Tentato omicidio, tentate lesioni personali e detenzione di armi atte ad offendere sono i reati contestati al 39enne castelvetranese, residente a Campobello di Mazara, Massimo Pellicane, processato con queste pesanti accuse davanti il Tribunale di Marsala.
“Massimo Pellicane mi ha rovinato una famiglia – ha detto in aula la vittima del tentato omicidio, il 50enne campobellese Giacomo Gallo - Mentre io ero al lavoro, vendeva la droga a mia moglie, Angela Maria Leone, che poi è andata a vivere con lui”.

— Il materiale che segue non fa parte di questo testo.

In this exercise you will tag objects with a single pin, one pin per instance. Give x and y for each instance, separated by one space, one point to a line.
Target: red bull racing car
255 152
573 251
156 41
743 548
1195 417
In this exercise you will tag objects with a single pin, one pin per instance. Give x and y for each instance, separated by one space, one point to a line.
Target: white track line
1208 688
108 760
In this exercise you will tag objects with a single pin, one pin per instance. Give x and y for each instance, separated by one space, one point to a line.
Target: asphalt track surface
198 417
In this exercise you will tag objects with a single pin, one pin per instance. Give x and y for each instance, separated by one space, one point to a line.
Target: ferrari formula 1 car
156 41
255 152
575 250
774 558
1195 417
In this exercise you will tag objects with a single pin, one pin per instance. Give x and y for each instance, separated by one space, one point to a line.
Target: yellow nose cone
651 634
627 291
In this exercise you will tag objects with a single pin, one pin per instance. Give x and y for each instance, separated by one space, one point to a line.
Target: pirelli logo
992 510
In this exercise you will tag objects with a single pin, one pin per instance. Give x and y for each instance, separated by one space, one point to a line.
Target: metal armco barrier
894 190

A presiedere il collegio giudicante è Alessandra Camassa, giudici a latere sono Iole Moricca e Francesco Paolo Pizzo. Il 29 agosto 2017, Giacomo Gallo fu aggredito a martellate dal Pellicane, subito dopo arrestato dai carabinieri, anche su poi è tornato in libertà. A difendere l’imputato è l’avvocato Francesco Moceri. Legale di parte civile per Gallo è, invece, Giuseppe Pantaleo. Nel capo d’accusa, si legge che Pellicane, dal tetto della sua abitazione, lanciò un tufo contro l’auto di Gallo, che stava transitando da quelle parti. In auto c’era anche il più piccolo dei quattro figli del Gallo e della moglie che l’aveva lasciato per andare a convivere con Pellicane. Poi, mentre la vittima stava raccontando l’accaduto ai carabinieri, che stavano passando casualmente da quella strada, lo colpì al capo con un martello da carpentiere, dal quale, per fortuna, si staccò la parte in ferro. In aula, Gallo, rispondendo alle domande della presidente Camassa, del pm Antonella Trainito e dei legali, è stato un fiume in piena. “Ho giurato di dire la verità e voglio rispondere a tutte le domande – ha dichiarato – non sono stato colpito in pieno in testa, ma solo lateralmente perché un carabiniere mi ha detto ‘attento Gallo’. Il secondo colpo, invece, l’ho parato con il braccio. Perché Pellicane mi ha aggredito nonostante mia moglie era già andata a vivere con lui da almeno tre mesi? Forse perché era fumato e pensava che stavo andando da loro, ma io stavo andando verso un mio terreno per depositare i miei attrezzi da muratore. Poi, dopo l’arrivo dei carabinieri, che hanno tentato di bloccarlo mentre mi aggrediva, lui è fuggito. Ha fatto il giro dell’isolato, è andato a casa di suo padre ed è tornato con una spada”. Una “katana”, spada giapponese lunga circa 90 centimetri. E i carabinieri hanno dovuto faticare non poco per renderlo inoffensivo.